What did people do with disabilities of the Great Patriotic War in the USSR?
Here you will learn about how the Soviet state dealt with Soviet citizens mutilated during the Second World War. Including soldiers and officers, who undermined their health while defending the country and the totalitarian Soviet regime.
In the Soviet Union, at the time of the end of the war and for many decades after, there was no single program of assistance to war disabled — as you already understood, there was not even such a simple thing as a wheelchair. People with disabilities rarely could even find a job or help them in any way, they either had a very small pension, or (more often) did not have it at all — and those disabled people who did not have compassionate relatives were forced to beg on the streets, quietly asking for alms near shops and squares.

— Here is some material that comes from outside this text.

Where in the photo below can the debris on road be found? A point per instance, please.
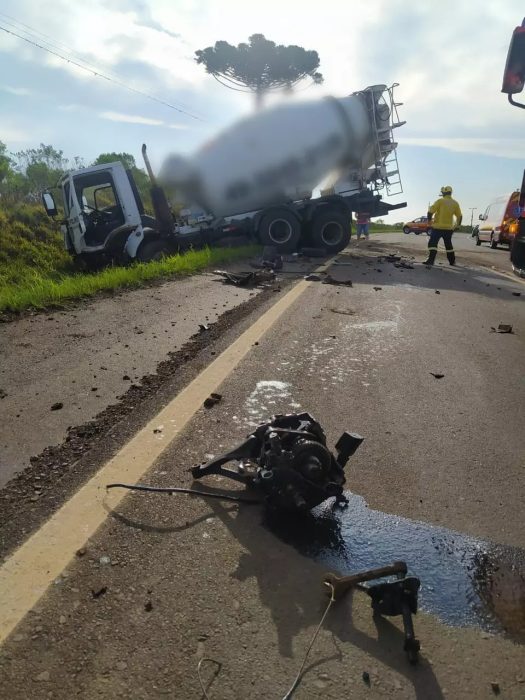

Instead of helping these people, socializing them and giving them the opportunity to feel needed, the Soviet government decided to remove them from the city out of sight. At that time, the broad avenues with high houses were built, and the war disabled, in the opinion of the Soviet authorities, «spoiled the view of socialist happiness.» Simple Soviet pioneers should not see and know the truth about the war — it will be told them by youthful policemen strolling through schools with «front-line bikes». We will remove away the veterans and heroes who gave their health to the war — so as not to spoil our view here Soviet paradise.
The first mass deportation of war disabled outside the city limits occurred in 1949 and was timed to the 70th anniversary of Stalin. Everything was done according to the precepts of the greatest helmsman — «no man — no problem». Disabled on homemade strollers were caught on the streets, and if it turned out that the person has no relatives — then he was expelled outside the city limits. Nobody specifically asked people with disabilities if they want to go somewhere, their passports and soldiers’ books were taken away and, in fact, they transferred to the status of prisoners.
The deportation of 1949 is only one of the most famous. In fact, people with disabilities were caught and expelled from 1946, in the Stalin years and successfully continued under Khrushchev — armless and legless «beggars» were caught on the railway in his time.
The boarding houses to which people with disabilities were sent were under the Ministry of Internal Affairs and most closely resembled the structures of the Gulag (famous Soviet concentration camps) — the institutions themselves were closed, there were no rehabilitation programs, no proper care for people with disabilities, and the meager content was stolen by staff. In a word, the only task of these institutions was to promptly send the «unnecessary people» to the grave.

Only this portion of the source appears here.